Several of the dominant genera and differentially abundant genera identified in this study, including Acidibacter, Acidothermus, Bacillus, Bradyrhizobium, Burkholderia-Caballeronia-Paraburkholderia, Candidatus Udaeobacter, Candidatus Xiphinematobacter, Conexibacter and Sphingomonas have been observed in the bacterial diversity of post-coal mining soils18,45,46. Overall, species of these genera contribute to soil nutrient cycling, biocontrol of plant diseases, promote plant growth, and modulate plant response to abiotic stress18,55,56. Specifically, species of Microvirga and Bradyrhizobium are plant-growth-promoting rhizobacteria which contribute to nitrogen fixation in the rhizosphere18,57, while Bacillus species are well known for their plant-growth-promoting ability, biocontrol of plant pest and pathogens, and the modulation of plant-hormone expression and adaptation to abiotic stress55,56. Similarly, the genera Sphingomonas comprise species with diverse functions in the soil ecosystem, including the degradation of polycyclic aromatic compounds55. Candidatus Udaeobacter, which was observed in all soils at relatively high abundance, is an oligotroph that can thrive in nutrient-poor conditions, thus suggesting, its potential use as an indicator species for reflecting poor soil nutrient state.

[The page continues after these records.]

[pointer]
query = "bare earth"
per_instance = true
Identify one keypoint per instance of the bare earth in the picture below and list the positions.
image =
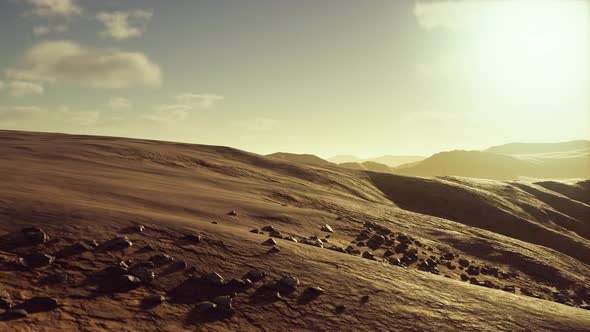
(532, 235)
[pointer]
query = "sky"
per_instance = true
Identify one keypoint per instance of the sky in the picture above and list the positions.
(327, 77)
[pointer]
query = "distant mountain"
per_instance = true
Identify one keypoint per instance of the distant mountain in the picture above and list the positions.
(344, 159)
(368, 166)
(535, 148)
(309, 159)
(392, 161)
(510, 161)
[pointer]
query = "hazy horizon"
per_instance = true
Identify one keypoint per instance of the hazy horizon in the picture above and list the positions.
(328, 78)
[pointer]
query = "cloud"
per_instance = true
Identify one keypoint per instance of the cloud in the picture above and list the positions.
(168, 113)
(21, 89)
(55, 7)
(42, 30)
(12, 113)
(198, 100)
(119, 24)
(53, 61)
(118, 103)
(453, 14)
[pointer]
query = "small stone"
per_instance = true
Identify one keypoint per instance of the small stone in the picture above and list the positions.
(270, 242)
(36, 260)
(205, 307)
(39, 304)
(463, 262)
(215, 279)
(291, 238)
(194, 238)
(388, 253)
(5, 299)
(274, 249)
(154, 300)
(127, 282)
(143, 273)
(255, 276)
(352, 250)
(327, 228)
(161, 259)
(289, 283)
(117, 243)
(224, 303)
(268, 228)
(15, 314)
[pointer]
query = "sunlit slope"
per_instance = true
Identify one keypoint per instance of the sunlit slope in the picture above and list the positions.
(82, 187)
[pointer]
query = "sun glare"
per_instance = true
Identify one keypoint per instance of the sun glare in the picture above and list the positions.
(537, 51)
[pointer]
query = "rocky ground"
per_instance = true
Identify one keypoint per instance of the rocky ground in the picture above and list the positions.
(113, 234)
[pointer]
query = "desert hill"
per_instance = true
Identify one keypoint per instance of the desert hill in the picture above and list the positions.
(368, 166)
(300, 158)
(391, 161)
(509, 162)
(406, 253)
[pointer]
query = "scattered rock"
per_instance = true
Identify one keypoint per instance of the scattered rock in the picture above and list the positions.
(154, 300)
(224, 304)
(143, 273)
(388, 253)
(352, 250)
(205, 307)
(126, 282)
(5, 299)
(214, 279)
(255, 276)
(138, 228)
(463, 262)
(15, 314)
(36, 260)
(161, 259)
(291, 238)
(288, 284)
(117, 243)
(375, 241)
(39, 304)
(268, 228)
(473, 270)
(270, 242)
(327, 228)
(194, 238)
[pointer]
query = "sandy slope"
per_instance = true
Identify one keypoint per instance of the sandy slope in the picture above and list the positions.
(85, 188)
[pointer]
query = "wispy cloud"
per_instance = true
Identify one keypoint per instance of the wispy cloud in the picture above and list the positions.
(53, 61)
(198, 100)
(21, 89)
(42, 30)
(118, 103)
(55, 7)
(123, 25)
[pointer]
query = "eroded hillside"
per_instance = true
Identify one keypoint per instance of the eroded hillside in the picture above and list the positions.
(406, 253)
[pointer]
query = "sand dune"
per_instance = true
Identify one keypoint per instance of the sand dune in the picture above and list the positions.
(528, 241)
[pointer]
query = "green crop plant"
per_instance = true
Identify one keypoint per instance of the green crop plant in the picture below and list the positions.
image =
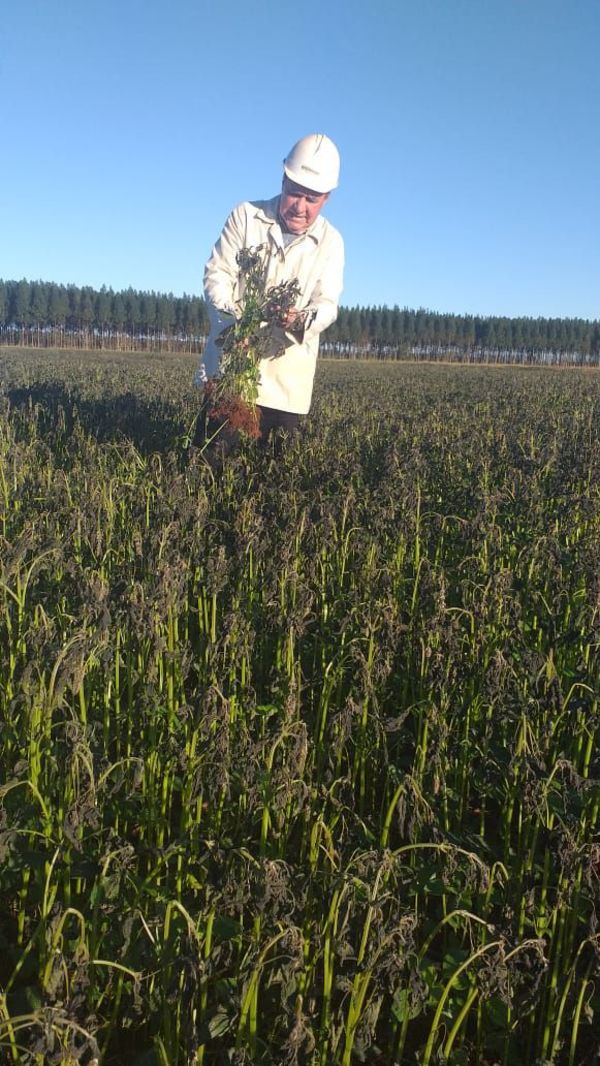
(298, 763)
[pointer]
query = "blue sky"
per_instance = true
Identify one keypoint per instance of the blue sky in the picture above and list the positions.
(469, 133)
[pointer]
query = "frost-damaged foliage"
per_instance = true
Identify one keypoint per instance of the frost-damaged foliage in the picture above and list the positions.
(257, 334)
(300, 765)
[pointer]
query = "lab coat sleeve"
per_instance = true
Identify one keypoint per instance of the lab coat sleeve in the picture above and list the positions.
(222, 271)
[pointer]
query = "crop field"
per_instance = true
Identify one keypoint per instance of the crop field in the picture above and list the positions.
(298, 758)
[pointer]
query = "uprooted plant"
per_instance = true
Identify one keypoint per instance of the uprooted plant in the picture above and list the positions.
(231, 397)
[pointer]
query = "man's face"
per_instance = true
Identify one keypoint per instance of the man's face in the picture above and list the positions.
(298, 207)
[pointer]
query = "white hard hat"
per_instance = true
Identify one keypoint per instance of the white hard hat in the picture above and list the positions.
(314, 163)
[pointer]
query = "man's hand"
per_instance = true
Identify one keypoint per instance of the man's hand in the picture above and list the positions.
(294, 321)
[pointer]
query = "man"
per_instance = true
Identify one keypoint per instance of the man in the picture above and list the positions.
(297, 244)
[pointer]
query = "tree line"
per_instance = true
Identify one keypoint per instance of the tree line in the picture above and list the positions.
(44, 313)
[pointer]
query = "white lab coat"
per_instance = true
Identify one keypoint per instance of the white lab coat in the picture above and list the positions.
(314, 259)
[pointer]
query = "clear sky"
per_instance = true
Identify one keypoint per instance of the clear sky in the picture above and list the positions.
(469, 132)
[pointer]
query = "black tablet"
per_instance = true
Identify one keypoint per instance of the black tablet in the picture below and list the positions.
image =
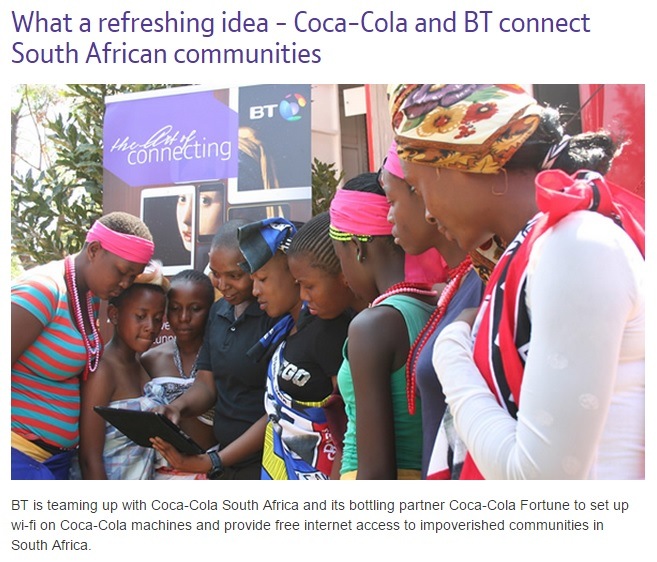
(141, 426)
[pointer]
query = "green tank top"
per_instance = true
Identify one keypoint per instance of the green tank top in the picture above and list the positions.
(408, 429)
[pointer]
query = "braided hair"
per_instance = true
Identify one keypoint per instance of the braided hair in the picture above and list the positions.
(312, 241)
(125, 223)
(226, 236)
(196, 277)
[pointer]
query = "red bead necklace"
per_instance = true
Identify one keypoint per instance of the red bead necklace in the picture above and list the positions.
(405, 287)
(455, 277)
(94, 348)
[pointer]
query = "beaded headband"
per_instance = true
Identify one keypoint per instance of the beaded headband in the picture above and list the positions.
(360, 213)
(127, 246)
(466, 127)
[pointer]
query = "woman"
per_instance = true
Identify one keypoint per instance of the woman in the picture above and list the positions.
(137, 315)
(442, 452)
(302, 356)
(383, 441)
(304, 351)
(555, 385)
(55, 340)
(226, 378)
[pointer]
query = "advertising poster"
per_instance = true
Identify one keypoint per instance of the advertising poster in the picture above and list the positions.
(186, 160)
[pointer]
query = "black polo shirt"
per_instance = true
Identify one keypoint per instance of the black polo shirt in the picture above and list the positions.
(240, 381)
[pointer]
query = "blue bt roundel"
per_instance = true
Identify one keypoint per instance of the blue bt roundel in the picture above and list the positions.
(290, 107)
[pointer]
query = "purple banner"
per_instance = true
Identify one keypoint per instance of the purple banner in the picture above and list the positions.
(171, 139)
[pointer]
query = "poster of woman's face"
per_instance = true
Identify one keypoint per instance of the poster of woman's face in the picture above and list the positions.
(161, 208)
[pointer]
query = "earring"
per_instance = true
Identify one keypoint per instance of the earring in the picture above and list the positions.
(506, 186)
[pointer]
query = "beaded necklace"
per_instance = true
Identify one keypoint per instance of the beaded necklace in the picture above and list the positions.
(177, 360)
(455, 277)
(405, 287)
(92, 348)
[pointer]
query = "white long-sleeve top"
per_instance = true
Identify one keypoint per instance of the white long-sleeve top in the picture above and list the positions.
(582, 400)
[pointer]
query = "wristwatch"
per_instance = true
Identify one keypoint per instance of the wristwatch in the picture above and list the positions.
(217, 469)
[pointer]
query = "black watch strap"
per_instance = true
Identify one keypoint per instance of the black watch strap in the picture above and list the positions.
(217, 469)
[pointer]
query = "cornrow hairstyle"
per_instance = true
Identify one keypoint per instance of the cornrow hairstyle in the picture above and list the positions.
(196, 277)
(226, 236)
(590, 151)
(125, 223)
(152, 279)
(118, 300)
(367, 182)
(312, 241)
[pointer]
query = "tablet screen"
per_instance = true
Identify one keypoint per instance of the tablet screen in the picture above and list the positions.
(141, 426)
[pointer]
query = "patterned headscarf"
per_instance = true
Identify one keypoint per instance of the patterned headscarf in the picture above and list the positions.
(467, 127)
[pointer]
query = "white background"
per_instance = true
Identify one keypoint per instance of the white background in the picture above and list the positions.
(617, 50)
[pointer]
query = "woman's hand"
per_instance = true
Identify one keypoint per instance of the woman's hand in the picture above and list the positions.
(169, 411)
(467, 315)
(180, 461)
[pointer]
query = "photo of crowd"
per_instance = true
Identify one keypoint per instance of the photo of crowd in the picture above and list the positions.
(473, 308)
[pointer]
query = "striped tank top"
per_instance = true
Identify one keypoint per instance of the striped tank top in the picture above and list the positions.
(45, 380)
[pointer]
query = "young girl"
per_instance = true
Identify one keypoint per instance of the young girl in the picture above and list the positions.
(304, 356)
(442, 452)
(227, 379)
(383, 441)
(326, 294)
(105, 453)
(305, 361)
(172, 366)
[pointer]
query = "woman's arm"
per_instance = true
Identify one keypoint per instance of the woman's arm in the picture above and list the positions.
(97, 390)
(372, 360)
(245, 445)
(196, 400)
(25, 329)
(579, 313)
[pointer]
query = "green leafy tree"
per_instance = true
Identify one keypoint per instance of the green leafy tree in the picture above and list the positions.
(325, 180)
(56, 199)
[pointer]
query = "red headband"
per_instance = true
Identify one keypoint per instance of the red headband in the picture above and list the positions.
(126, 246)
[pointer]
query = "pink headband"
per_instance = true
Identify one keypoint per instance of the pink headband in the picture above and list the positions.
(361, 213)
(392, 162)
(126, 246)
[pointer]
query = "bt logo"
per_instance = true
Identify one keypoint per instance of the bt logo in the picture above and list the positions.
(289, 108)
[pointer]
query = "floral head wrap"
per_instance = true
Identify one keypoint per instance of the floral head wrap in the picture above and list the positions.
(467, 127)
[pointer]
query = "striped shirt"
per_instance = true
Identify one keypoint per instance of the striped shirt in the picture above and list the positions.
(45, 380)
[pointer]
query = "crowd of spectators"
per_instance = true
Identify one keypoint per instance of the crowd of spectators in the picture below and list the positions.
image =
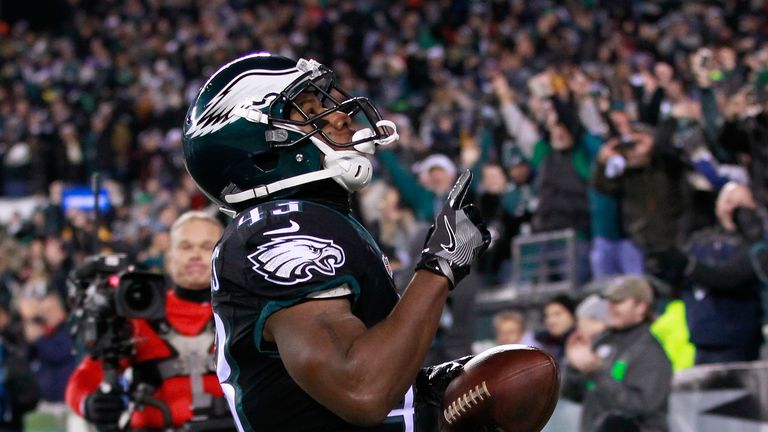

Within the context of ecological relevance and potential application of differentially abundant species in soil monitoring, both reclamation soils and reference soils harbour species (based on available information on characterised species) which have potentials for biocontrol e.g. Lysobacter, Micomonospora, Dactylosporangium, Actinoplanes, Pseudonorcadia, Haliangium and Streptomyces58,59,60; Nutrient mineralization e.g. Dyella, Pseudaminobacter, Labrys, Pedomicrobium, Gemmatimonas, Sinomonas, Terrabacter, Mucilaginibacter, Conexibacter, Bryobacter and Candidatus Koribacter61; plant-growth-promotion e.g. Mesorhizobium, Microvirga, Bradyrhizobium and Solirubrobacter and Norcadioides18,57; supporting soil ecological food web by being primary producers e.g. Rhodoplanes62; and pathogenicity e.g. Burkholderia, Pajaroellobacter and Crossiella63. With respect to ecological restoration of mining-disturbed areas, some of the potential plant-growth-promoting bacterial species could be isolated and employed as inoculum (biofertilizers) during post-mining reclamation—a practice that is currently not implemented in post-mining reclamation practices within South Africa. Thus, as a recommendation towards best practices for mediating post-mining restoration success, the inclusion of a microbial consortium in the current local reclamation practice should be considered. Ideally, such microbial consortium should comprise beneficial (e.g. plant-growth promoters, primary producers and nutrient-mobilizers) bacterial species and may be obtained from undisturbed or virgin sites using conventional methods for cultivating indigenous microorganisms64,65. In addition, based on observations from previous studies on stockpile3,6,27, the facilitation of microbial species proliferation and diversity during storage of topsoil in stockpiles (heaps) as well as the minimisation of compaction during soil replacement may aid soil health and consequently overall restoration success during post-mining reclamation.

Additionally, based on the growth requirement or adaptation of some characterised species to given environmental conditions, some differentially abundant genera may be further explored for potential utilization as bioindicators for reflecting soil conditions, including salinity (e.g. Altererythrobacter, Pirellula, and Haliangium60), acidity (e.g. Bryobacter, Acidothermus and Singulisphaera66), iron availability (e.g. Candidatus Koribacter), low nutrient availability (e.g. Candidatus Udaeobacter) and moisture availability (e.g. Gemmatimonas). Summarily, both reclamation and reference these soils are rich in microbial diversity and may serve as a suitable source for the bioprospection of novel species as well as species with potential industrial importance such as the production of secondary metabolites (e.g. antibiotics by Streptomyces species).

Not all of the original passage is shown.